Die CSU-Krise um den bayerischen Ministerpräsidenten Edmund Stoiber droht trotz der Beschwichtigungsversuche der vergangenen Tage zu eskalieren. Nur eine halbe Woche nachdem das Präsidium der CSU eine Solidaritätserklärung für Stoiber einstimmig verabschiedet hatte und sich auch die Gruppe der Bundestagsabgeordneten hinter ihren Vorsitzenden gestellt hatte, gibt es massive Kritik an Stoibers Ankündigung, bis 2013 im Amt bleiben zu wollen.

Selbst ein Stoiber wohlgesonnenes Mitglied der CSU-Bundestagsfraktion sagte zu ZEIT online , die Abgeordneten habe vor allem die Deutlichkeit von Stoibers Aussage überrascht. Die Situation sei nun "a bissl kritisch", weil man nicht wissen könne, was die Landtagsfraktion daraus machen werde. Zwar sei es an sich kein Problem, wenn Stoiber in der Mitte der nächsten Legislaturperiode abtreten werde, aber dahin müsse man "nun erst mal kommen".

Ein Präsidiumsmitglied sagte der Süddeutschen Zeitung , mit der jüngsten Erklärung Stoibers sei alles unendlich schwierig geworden.
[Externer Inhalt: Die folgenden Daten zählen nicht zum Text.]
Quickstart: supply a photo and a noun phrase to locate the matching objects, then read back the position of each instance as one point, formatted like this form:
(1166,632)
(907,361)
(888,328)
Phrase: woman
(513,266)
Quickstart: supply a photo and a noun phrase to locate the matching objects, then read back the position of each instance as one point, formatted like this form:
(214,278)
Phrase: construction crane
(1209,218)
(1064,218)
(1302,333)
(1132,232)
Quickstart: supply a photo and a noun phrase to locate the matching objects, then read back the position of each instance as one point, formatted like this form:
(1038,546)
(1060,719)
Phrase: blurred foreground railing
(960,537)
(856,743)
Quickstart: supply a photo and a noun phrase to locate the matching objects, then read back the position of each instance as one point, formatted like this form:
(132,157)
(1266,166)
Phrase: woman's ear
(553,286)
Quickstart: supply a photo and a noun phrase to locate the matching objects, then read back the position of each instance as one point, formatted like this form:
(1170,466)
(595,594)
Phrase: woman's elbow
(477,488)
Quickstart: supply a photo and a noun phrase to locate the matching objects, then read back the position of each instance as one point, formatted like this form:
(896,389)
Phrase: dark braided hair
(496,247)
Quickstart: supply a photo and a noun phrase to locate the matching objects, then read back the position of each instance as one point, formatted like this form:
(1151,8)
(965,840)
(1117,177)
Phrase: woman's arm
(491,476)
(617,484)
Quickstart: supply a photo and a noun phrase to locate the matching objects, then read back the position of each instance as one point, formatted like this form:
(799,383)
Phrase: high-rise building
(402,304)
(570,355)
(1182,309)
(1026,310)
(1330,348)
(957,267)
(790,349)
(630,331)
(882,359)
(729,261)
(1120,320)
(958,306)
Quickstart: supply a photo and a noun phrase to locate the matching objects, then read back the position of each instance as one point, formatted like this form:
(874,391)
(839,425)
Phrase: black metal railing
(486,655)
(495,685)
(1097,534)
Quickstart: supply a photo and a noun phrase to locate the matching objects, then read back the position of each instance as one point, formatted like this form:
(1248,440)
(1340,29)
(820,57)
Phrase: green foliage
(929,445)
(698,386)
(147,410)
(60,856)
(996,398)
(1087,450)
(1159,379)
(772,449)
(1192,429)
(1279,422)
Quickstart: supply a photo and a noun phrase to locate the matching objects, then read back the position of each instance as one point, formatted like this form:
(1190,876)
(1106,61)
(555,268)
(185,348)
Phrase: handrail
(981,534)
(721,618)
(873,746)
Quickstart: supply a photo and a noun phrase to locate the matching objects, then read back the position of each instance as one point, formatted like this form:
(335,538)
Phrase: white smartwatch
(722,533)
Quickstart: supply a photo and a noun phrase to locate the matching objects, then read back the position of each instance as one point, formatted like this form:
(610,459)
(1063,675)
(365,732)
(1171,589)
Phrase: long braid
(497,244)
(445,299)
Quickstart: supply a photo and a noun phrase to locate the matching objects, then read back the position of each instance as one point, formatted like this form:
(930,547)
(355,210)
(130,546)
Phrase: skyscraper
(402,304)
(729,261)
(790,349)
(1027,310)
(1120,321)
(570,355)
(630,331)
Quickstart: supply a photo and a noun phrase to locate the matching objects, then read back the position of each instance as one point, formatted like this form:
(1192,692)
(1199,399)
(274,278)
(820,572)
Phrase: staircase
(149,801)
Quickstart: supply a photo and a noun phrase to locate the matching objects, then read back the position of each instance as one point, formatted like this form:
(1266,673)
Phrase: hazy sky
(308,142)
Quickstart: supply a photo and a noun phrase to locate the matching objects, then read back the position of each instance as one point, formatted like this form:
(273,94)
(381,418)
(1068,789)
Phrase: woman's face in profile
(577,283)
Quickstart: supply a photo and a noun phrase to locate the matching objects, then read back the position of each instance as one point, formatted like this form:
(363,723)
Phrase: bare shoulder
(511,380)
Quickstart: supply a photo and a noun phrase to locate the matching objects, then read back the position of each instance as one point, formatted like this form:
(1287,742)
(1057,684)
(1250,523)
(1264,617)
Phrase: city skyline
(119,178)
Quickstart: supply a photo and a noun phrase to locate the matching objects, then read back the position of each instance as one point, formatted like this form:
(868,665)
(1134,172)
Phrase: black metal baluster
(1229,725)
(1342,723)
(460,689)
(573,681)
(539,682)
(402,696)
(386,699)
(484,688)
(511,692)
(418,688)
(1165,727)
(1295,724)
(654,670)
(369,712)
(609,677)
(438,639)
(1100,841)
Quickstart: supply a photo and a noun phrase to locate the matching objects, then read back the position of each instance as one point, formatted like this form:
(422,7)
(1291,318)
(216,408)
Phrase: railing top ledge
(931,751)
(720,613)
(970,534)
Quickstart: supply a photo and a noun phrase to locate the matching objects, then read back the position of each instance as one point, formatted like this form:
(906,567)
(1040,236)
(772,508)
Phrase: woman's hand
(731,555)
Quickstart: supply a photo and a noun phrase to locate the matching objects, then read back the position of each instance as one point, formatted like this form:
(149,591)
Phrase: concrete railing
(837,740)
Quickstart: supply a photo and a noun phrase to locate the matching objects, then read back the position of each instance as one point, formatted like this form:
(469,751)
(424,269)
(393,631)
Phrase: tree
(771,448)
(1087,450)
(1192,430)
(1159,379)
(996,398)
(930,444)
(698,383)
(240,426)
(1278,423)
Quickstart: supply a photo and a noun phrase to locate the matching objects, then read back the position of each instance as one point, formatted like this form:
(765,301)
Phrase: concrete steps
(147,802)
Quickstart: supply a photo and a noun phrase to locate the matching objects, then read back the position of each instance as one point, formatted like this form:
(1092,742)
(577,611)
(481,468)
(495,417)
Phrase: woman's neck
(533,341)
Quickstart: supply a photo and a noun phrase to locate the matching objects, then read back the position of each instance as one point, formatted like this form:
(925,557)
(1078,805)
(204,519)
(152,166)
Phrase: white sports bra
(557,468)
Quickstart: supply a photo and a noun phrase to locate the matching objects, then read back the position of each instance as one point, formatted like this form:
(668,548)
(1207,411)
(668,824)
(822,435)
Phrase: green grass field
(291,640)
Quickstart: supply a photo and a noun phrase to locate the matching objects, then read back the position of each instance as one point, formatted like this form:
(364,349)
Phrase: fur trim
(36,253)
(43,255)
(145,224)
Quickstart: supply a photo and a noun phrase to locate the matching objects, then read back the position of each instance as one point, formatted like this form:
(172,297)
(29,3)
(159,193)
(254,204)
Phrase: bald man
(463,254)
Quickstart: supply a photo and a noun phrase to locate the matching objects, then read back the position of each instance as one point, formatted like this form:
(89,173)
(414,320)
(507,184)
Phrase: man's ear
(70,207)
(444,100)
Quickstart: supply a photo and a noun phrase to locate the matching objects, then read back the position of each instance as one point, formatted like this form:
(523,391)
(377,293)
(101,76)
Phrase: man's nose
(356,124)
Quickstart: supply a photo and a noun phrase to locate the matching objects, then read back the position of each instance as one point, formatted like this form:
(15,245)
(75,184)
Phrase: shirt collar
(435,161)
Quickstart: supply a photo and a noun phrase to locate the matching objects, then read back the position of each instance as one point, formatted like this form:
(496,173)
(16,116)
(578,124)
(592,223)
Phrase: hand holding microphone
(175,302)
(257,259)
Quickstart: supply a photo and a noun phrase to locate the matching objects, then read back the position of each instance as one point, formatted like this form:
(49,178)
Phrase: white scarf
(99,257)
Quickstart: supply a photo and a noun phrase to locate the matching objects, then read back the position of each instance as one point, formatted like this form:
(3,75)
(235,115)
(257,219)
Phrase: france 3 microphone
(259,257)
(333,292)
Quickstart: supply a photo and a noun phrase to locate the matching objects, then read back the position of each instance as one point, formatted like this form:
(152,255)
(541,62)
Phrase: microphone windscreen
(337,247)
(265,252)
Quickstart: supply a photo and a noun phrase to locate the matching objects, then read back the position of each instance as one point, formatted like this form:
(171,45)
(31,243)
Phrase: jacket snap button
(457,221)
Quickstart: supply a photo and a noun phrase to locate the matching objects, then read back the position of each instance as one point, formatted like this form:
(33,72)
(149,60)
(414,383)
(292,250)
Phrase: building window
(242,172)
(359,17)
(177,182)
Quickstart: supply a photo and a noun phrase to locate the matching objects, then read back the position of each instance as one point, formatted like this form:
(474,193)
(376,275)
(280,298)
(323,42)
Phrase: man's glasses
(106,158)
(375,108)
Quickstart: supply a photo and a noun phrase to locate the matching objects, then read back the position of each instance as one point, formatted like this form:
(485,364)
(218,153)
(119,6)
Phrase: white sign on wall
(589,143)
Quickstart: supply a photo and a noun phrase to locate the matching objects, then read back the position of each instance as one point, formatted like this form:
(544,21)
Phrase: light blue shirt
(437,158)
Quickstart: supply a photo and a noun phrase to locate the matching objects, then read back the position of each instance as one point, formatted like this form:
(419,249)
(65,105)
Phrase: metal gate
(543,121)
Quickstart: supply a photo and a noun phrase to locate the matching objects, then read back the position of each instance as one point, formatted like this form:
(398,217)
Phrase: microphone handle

Die CSU stehe vor einem Riesenproblem, weil Stoibers Ankündigung, die gesamte neue Legislaturperiode regieren zu wollen, gegen alle Erwartungen gewesen sei.

In Frage steht nun vor allem, ob die Landtagsfraktion bei ihrer Klausurtagung in Wildbad Kreuth in der kommenden Woche Stoiber ebenfalls - wie eigentlich geplant - ihre Unterstützung für die Spitzenkandidatur 2008 aussprechen wird. Erste Mitglieder der Fraktion sprachen sich am Donnerstag offen gegen eine solche Abstimmung aus. "Ich sehe eine Abstimmung als äußerst problematisch an", sagte der niederbayerische Abgeordnete Konrad Kobler. "Ich rate, davon Abstand zu nehmen." Die Süddeutsche Zeitung zitiert einen namentlich nicht genannten Abgeordneten mit der Äußerung "wir sind entsetzt". Stoibers Ankündigung sei Schwachsinn.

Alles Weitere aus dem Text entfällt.